Q: What if the token is being passed around parties? How do you make sure that you are not vulnerable against session hijacking attacks?
A: The same problem exists with stateful sessions as well. Future iterations of stateless session implementations are likely to tackle this problem in some way or another. Also: session quota doesn't work, as the server doesn't keep data about the sessions.
What about logging out sessions?
This is the problem solved by bloom filters.
Logout now just means that you delete the cookie in the browser. What if there is a client that stores the session ID?
The information stored in persistent store is now actually a blacklist of sessions. The blacklist is much less data than the actual session stored previously.
- list of bits
- each of the bits can store 0 or 1
- you can tell whether a session has been certainly not terminated OR you can tell if it might have been terminated
Bitmap result of hash functions executed on the sessions:
- log in A and B (so you have 1010 in your bloomfilter essentially)
- check if D is logged out: 1000 -> maybe your account has logged out
The amount of bits and how many bits can be set by a session (number of hash functions) can be used to tune the probability of false positives (results with might).
At some point the bloom filter no longer usable, and at that point you need to throw it away and start from scratch. For this problem ForgeRock has implemented the rolling bloomfilter, so for example after the full session timeout you could just get rid of the previous bloomfilter and start afresh.
10000 sessions with 1% false positive needs 11.7 kB data, to get 0.01% false positive rate you'll need 23.4kB
Stateless OAuth2 is going to be one of the new features introduced in 13.5. Per spec you can use authorization code once with OAuth2. If you revoke an OAuth2 token, then you can use the bloom filter to verify if the token got revoked.

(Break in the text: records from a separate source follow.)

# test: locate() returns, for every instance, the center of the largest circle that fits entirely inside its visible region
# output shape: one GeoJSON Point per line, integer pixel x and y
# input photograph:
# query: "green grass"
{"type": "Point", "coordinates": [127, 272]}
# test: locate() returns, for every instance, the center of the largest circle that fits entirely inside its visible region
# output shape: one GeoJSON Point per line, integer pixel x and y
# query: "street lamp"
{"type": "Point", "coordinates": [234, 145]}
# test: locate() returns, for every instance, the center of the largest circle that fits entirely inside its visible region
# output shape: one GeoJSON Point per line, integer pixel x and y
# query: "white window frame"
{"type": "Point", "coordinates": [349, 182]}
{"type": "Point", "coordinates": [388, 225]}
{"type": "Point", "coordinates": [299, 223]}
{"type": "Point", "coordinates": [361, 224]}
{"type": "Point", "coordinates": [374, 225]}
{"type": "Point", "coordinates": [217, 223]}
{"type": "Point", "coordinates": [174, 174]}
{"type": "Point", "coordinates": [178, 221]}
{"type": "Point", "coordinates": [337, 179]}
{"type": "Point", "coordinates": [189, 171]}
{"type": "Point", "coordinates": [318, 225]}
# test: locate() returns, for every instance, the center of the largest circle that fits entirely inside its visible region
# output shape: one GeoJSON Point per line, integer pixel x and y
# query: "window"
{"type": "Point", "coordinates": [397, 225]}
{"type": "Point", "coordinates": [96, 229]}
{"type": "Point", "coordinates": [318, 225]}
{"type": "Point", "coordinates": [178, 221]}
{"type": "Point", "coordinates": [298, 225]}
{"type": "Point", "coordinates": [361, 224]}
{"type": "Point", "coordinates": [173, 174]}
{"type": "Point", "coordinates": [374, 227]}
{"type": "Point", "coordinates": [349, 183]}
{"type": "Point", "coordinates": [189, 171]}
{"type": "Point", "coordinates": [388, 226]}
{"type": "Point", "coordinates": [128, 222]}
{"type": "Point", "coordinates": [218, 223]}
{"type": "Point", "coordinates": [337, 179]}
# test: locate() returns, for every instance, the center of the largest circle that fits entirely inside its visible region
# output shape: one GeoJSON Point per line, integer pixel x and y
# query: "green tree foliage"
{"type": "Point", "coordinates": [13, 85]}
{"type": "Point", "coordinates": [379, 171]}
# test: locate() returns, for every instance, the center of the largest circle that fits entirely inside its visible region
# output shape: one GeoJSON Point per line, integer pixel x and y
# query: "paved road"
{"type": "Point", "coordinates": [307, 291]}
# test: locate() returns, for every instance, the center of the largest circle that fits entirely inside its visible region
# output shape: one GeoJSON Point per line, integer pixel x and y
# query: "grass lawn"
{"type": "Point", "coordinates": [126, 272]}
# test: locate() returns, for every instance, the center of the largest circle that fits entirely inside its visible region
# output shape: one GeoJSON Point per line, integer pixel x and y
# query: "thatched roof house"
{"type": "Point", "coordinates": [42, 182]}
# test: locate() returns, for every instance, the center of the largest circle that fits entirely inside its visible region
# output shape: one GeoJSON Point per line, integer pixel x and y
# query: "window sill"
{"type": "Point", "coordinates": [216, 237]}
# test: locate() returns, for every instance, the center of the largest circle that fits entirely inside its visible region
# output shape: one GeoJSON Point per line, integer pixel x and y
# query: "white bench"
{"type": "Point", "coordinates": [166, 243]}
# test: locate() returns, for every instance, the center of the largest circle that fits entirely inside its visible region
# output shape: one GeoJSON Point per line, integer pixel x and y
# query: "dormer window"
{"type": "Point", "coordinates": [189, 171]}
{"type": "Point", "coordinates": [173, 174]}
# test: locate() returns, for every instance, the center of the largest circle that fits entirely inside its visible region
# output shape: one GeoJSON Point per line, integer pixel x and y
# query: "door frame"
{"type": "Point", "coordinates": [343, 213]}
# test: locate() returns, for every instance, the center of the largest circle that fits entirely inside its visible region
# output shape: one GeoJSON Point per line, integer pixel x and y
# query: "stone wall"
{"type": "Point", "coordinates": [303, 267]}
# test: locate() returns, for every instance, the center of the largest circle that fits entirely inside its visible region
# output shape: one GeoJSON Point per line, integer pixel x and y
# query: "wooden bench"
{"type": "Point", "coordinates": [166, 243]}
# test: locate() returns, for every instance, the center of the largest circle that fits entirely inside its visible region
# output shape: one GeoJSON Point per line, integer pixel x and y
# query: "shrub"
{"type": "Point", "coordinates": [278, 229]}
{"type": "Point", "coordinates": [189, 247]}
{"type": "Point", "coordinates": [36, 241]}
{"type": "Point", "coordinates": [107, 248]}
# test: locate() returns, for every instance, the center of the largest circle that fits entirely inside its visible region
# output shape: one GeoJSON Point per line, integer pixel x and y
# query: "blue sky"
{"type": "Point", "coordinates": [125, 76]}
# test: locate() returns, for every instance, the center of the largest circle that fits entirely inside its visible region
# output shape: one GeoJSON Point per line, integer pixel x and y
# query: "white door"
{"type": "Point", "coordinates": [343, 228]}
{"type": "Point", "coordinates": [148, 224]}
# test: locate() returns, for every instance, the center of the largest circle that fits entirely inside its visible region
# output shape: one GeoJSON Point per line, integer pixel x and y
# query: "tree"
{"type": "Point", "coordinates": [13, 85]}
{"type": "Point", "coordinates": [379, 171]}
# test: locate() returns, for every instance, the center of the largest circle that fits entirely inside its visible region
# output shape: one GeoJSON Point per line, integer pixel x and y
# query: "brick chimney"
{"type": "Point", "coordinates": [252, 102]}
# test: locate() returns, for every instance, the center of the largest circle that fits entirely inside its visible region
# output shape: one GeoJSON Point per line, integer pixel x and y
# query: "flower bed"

access_token is now stored in jwt format (introspectable token), so that the RS can decide to validate the access_token on the RS side only (works well with short lived tokens, if there is a need to handle token revocation, you still need to check with the authorization server)
Q: What about UMA related tokens (like RPT)?
A: they are currently not stateless
Q: What if you want to store sensitive information in the session?
A: should encrypt the stateless sessions (but keep in mind the size changes that may impose.